Most of the nice businesses that we buy have been built by a team who have been running the business for a while. If the customer turnover and employee turnover are low, we know we are dealing with good managers. We don’t want that to change, unless health or retirement dictate that change is necessary. In that case, we’ll ask the departing managers to recommend their successors, who almost without fail, come from within the business.
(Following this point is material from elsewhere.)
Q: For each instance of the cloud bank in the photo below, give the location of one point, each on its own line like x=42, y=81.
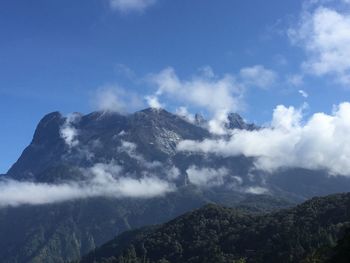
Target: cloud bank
x=320, y=143
x=105, y=180
x=112, y=98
If we are buying a business that is performing poorly… that has higher than industry average customer turnover and/or high employee turnover, then we are likely to have to intervene in some fashion. That could be as benign as coaching or as draconian as changing management. We don’t keep a slew of competent managers at CSI sitting on the bench waiting for their next gig, so we’re going to look very hard amongst the ranks of the newly acquired company. We want managers that know the vertical and can be coached. Existing employees are usually our best bet.

I suspect we are willing to be more patient with both existing and new managers than other software company buyers. We are permanent owners. We don’t need to find the reincarnation of Peter Drucker on roller skates to whip the newly acquired business into shape, so it can be flipped to the next buyer.

This largely dodges your question about management attributes. I despair of answers that are some version of “intelligent, energetic, ethical”. I know some great business builders who didn’t win the genetic lottery in the intelligence category but compensated with hard work and determination. Energy can be poorly channeled. Ethics seem to get pretty plastic under enough carrot and stick stress. I’d rather use a track record of consistently happy and loyal customers and employees to judge a team. That strikes me as a far better predictor of future performance than psychometric questionnaires or dowsing for cultural fit.